①就学の義務と公立小学校の町村の設置義務を強化
②学務委員を民選から府県知事県令の任命制とした。
各府県に師範学校の設置を義務付け、教員免許状の制度を明確にした。
1881年/明治14年には「小学校教員心得」「学校教員品行検定規則」を定め、尊王愛国の志気を振起し、教員の政治活動を規制し、国家の統制を強化した。さらに1882年/明治15年には「幼学綱要」を宮内省から出し、仁義忠孝を中心とする20の徳目をまとめ、全国の学校に配布した。
④小学校教科で修身科を筆頭教科とした。1880年/明治13年には修身教科書「小学修身訓」(西村茂樹)を編纂し、仁義忠孝の精神を教育の中心においた。
⑤ 教則は文部省頒布の綱領に基づいて府県知事が編成し、文部卿の許可が必要とした。
⑥1881年/明治14年に「小学校教則綱領」「中学校教則大綱」を定め、教科書編纂への国家基準を示し、ここで定められた教授要旨を基準にして教科書が編集されるようになった。

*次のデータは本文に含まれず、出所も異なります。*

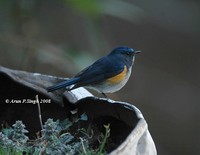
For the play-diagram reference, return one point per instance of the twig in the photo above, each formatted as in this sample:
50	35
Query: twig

学年別の教科書が編集され、内容は翻訳物と伝統的な国風が統合されたものになって行った。1883年/明治16年に教科書採用の方法を開申制から認可制へ変更し、教科書検定制度への準備を進めた。
教え方も、子供の能力を開発する「開発主義教授法」が試みられたが、形式化したものになり、改善として子供の認識過程と教授内容の統一的把握を目指したが、国家統制が強まり、教育内容の定型化、画一化の方向に進んだ。

当時、板垣退助らによる自由民権運動が盛んになり、教師も多く参加したので、政府はこれを制約するために「集会条例」(1880年/明治13年)を出し、教師が政治結社や集会に参加するのを禁止した。1881年/明治14年には「小学校教員心得」「学校教員品行検定規則」が制定され、知育よりも徳育に重点が置かれ、皇道主義の教育方針の貫徹が図られ、教育政策が自由から統制に変換し、教師への国家管理が強化された。

近代学校教育の創始期における制度は、明治十年代の終わりにかけて試みの段階を終わったが、創始期の中心になっていたのは小学校であった。